Ergueu-se sobre duas patas e me encarou com um ar circunspeto:

- Acho que nós ainda não fomos apresentados. Moro aqui há pouco tempo e, como a leitura toma quase todo o meu dia, não tive a chance de tomar conhecimento dos vizinhos.

- Entendo. Meu nome é Bruno, tenho 24 anos, e moro nesta casa há pelo menos quinze. E você?

- Eu não tenho nome. Tampouco sei minha idade. E vivo na sua biblioteca há mais ou menos seis semanas.

- E você só fez ler nessas seis semanas! O que tem lido?

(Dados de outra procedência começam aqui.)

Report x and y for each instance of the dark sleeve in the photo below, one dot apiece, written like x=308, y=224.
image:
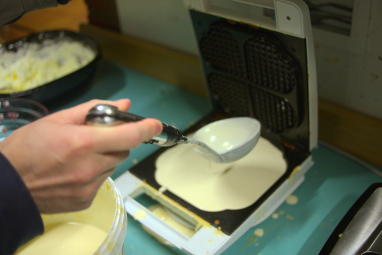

- Um pouco de tudo. Agora, como você pode ver, estou relendo Lolita, a obra-prima de Vladimir Nabokov. Sempre volto a esse livro. É parte importante da minha formação como leitor. Também reli Cem Anos de Solidão. Aliás, aqui entre nós, adoro esse romance.

- Então você é uma barata macho?

- E solteiro. Não nasci para o casamento, sabe?

Sua astúcia me cativa. Então me sento de pernas cruzadas no chão frio à sua frente:

- Você nunca sai de dentro do armário?, digo, e só me dou conta da dubiedade da pergunta instantes depois.

- Claro que sim. Mas só à noite, quando todos estão dormindo. Aí saio à cata de restos de comida, migalhas, e outras porcarias que vocês derrubam nos cantos da casa.

- E os noticiários, você tem acompanhado?

- É um hábito do qual não consigo abrir mão. Mas, ao contrário dos humanos, eu tenho mais interesse pelas notícias velhas. Gosto de ser sempre o último a saber - o que não quer dizer que eu saiba menos que você ou outra pessoa qualquer.

- O que acha do caso Cesari Battisti?

- Bem, não tenho uma opinião definitiva a respeito, mas me parece que o governo brasileiro está metendo os pés pelas mãos. Não respeitar a decisão de um país democrático como a Itália é um disparate. Mas, em matéria de disparates, este governo é pródigo.

- Com um time de assessores do naipe de Marco Aurélio Garcia, não é de admirar que a produção de patuscadas seja constante.

- Concordo. Já vivi o bastante para poder afirmar com categoria: jamais vi semelhante asno à frente de um cargo tão importante no governo.

Aquele ortóptero intelectual era realmente um pândego, no melhor estilo Diogo Mainardi. Agradeci aos céus (e aos esgotos) por terem enviado criaturinha tão arguta para estagiar em minha modesta biblioteca.

Não consegui me furtar a lhe pedir mais conselhos e opiniões:

- Quais suas expectativas em relação a Barack Obama?

- Olha, sinceramente, não agüento mais falar desse assunto. Na condição de inseto abjeto, torço para que o mundo fique cada vez mais infecto, e espero que Obama consiga a seguinte proeza: tornar o mundo melhor para os humanos e, ao mesmo tempo, mais deplorável para nós, baratas. Abaixo a higiene!

- Não creio que ele disponha de meios para realizar semelhante façanha. Mas, em todo caso, gosto de pensar que ele se sairá bem.

A baratinha pôs-se a fazer circunvoluções em torno das pilhas de livros, numa clara demonstração de impaciência.

- Uma última coisa: Você é o autor das páginas avulsas que encontrei outro dia no meio dumas revistas velhas? – perguntou.

- Isso. Trata-se de rascunhos de um livro que terminei no ano passado e que enviei para um concurso. Não me orgulho muito dele. É pouco provável que ele seja premiado.

- Convém não alimentar falsas esperanças – disse, debochado. Se isso lhe servir de consolo, já li coisas piores.

De repente minha mãe entrou no quarto portando uma vassoura. Uma funérea coincidência.

- Mãe, você pode me emprestar a vassoura um instante?